Contemporary fiction
The Bad Muslim Discount
by Syed M. Masood
Quick take
Brimming with heart and biting humor, a novel chronicling the lives of two Muslim immigrant families in San Francisco.
Good to know
Romance
Family drama
Forbidden love
LOL
Synopsis
It is 1995, and Anvar Faris is a restless, rebellious, and sharp-tongued boy doing his best to grow up in Karachi, Pakistan. As fundamentalists in the government become increasingly strident and the zealots next door start roaming the streets in gangs to help make Islam great again, his family decides, not quite unanimously, to start life over in California. The irony is not lost on Anvar that in America, his deeply devout mother and his model-Muslim brother are the ones who fit right in with the tightly knit and gossipy Desi community. Anvar wants more.

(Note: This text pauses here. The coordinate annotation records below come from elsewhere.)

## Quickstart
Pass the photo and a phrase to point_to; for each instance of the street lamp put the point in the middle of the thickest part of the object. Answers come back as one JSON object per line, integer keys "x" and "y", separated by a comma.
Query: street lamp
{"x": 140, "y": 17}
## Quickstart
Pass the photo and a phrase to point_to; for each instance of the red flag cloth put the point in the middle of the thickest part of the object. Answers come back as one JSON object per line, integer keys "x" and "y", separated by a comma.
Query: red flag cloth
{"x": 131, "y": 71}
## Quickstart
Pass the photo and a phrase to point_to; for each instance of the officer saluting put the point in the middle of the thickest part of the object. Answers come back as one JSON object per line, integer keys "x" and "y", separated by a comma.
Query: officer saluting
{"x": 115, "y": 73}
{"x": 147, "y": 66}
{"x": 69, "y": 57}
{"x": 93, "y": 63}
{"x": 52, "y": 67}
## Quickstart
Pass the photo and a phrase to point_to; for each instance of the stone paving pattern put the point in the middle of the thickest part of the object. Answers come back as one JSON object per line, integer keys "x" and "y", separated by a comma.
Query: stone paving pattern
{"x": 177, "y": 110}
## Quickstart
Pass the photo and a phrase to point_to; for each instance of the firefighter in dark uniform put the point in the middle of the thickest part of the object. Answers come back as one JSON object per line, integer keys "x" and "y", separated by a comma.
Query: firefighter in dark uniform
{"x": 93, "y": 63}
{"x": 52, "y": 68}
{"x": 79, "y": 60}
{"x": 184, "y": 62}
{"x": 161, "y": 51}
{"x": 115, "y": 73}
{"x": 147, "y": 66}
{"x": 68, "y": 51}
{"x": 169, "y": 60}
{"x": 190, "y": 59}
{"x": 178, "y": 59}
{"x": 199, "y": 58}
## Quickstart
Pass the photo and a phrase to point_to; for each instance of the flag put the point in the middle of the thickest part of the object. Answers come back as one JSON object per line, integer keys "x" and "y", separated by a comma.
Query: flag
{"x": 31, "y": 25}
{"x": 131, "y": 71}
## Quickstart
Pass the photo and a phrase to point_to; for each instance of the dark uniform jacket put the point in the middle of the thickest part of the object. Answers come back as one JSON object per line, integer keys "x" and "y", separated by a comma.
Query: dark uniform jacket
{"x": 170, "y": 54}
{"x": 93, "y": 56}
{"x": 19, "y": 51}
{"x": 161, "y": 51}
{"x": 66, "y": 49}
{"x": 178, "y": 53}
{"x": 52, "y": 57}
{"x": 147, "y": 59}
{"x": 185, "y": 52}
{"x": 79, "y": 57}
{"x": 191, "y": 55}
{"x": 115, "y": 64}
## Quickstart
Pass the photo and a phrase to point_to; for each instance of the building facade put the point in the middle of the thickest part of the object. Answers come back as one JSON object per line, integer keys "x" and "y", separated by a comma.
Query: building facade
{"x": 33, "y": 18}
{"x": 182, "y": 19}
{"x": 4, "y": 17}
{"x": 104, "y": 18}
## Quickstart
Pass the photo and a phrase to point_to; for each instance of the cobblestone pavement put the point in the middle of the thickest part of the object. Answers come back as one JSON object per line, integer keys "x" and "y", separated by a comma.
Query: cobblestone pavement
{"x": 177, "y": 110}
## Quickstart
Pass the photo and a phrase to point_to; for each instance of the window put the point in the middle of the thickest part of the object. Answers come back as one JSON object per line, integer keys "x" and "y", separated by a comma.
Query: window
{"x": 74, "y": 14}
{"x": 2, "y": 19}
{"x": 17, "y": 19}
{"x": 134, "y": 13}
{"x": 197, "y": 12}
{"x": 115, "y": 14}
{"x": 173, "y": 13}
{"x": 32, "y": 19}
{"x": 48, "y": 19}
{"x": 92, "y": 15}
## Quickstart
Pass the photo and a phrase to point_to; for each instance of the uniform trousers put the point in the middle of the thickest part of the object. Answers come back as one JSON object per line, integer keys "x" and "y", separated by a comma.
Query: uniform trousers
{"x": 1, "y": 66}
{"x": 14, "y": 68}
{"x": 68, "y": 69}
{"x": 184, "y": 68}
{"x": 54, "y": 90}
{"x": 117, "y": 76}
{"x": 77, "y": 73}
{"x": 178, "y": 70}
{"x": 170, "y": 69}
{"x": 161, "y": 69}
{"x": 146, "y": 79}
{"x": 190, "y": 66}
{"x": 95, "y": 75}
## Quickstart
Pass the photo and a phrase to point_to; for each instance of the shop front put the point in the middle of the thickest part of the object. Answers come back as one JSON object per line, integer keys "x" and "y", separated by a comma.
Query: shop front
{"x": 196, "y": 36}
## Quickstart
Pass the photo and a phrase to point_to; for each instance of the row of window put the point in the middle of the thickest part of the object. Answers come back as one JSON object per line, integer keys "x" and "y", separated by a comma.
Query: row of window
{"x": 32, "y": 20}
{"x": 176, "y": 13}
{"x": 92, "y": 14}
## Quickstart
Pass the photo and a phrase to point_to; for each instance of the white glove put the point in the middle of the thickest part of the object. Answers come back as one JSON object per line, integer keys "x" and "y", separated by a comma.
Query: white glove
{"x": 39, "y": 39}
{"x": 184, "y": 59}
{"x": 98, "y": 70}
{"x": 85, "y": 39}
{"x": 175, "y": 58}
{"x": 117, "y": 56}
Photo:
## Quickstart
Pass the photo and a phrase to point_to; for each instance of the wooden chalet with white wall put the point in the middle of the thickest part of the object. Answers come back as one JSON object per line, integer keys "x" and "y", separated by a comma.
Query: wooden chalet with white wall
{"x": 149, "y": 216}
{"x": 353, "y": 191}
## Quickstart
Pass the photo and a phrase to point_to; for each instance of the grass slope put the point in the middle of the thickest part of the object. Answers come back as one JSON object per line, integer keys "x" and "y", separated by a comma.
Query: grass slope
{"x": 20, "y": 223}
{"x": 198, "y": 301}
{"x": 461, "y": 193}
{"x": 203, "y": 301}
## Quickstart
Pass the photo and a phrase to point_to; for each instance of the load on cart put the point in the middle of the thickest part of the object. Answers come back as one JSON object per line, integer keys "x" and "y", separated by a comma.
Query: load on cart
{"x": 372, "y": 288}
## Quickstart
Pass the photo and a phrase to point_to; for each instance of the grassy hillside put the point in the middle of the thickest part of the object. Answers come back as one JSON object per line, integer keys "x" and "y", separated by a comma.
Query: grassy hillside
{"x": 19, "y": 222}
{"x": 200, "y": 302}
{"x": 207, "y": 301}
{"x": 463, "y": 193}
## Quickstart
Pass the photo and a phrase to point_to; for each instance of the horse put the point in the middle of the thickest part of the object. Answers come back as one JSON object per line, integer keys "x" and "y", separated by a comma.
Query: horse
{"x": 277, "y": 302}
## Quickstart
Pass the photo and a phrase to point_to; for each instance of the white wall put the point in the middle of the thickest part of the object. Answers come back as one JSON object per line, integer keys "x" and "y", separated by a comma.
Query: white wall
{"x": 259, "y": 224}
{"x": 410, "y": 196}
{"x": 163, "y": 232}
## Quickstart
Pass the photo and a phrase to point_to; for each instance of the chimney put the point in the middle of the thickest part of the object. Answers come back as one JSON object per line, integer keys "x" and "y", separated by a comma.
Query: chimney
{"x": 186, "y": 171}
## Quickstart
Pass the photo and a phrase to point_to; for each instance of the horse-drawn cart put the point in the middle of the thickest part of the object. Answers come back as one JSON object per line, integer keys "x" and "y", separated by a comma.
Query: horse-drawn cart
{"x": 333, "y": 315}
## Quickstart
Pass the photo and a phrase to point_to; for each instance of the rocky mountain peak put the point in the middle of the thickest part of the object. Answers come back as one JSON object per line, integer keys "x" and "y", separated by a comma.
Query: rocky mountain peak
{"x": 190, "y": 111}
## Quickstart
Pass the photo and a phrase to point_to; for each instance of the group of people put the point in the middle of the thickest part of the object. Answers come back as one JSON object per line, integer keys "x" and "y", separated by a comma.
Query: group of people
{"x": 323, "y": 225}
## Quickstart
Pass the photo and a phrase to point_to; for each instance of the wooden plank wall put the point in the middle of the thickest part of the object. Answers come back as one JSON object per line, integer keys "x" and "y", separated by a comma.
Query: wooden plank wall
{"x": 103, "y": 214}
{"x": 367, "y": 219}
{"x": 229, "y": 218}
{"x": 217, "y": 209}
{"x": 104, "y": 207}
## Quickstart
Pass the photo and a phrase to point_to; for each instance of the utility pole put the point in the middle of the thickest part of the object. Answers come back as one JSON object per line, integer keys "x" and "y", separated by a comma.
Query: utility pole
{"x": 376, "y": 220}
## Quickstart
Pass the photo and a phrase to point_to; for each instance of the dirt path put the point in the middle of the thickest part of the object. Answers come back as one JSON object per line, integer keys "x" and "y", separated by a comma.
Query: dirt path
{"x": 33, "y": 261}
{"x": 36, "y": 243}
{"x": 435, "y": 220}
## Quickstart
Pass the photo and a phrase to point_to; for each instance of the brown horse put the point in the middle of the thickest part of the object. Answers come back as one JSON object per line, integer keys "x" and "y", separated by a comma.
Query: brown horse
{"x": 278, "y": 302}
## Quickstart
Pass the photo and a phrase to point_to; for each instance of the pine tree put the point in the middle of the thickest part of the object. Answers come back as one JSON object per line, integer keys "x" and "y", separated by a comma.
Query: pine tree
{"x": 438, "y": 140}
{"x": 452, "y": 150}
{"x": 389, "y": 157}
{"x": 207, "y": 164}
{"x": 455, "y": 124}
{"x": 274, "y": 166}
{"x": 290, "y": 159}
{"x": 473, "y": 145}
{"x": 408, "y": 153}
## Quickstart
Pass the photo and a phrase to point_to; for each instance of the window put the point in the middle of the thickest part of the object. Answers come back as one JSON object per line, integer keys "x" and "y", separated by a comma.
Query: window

At the same time, thousands of miles away, Safwa, a young girl suffocating in war-torn Baghdad with her grief-stricken, conservative father will find a very different and far more dangerous path to America. These two narratives are intrinsically linked, and when their worlds come together, the fates of two remarkably different people intertwine and set off a series of events that rock their whole community to its core.
Free sample
Get an early look from the first pages of The Bad Muslim Discount.
Why I love it
Siobhan Jones
BOTM Editorial Team
Readers who dip into the YA world may recognize the name of Syed M. Masood, author of a young adult rom-com that came out last year. Now Masood is quickly back with his adult debut: the charming, serious, hotly anticipated book, The Bad Muslim Discount.
This is a story that follows two young people from their preteen years to adulthood. Anvar, a son of Muslim-American immigrants (and a self-titled “Bad Muslim”), is a young man doing his best to juggle classic coming-of-age issues (girls, school, etc.) with his parent’s expectations. Azza, a young woman growing up in Baghdad, is facing her own trials: a strict father, a bad suitor, and their eventual move to the United States. Soon their paths cross, which is when the book—already a page-turner—really takes off.
Emotionally insightful, occasionally ironic, and full of warmth for its characters, Masood tells two stories in parallel while also crafting a sharply observed narrative about Islamophobia, sexism, and violence. The result is a book about love, identity, and family that is honest, incisive, and unforgettable.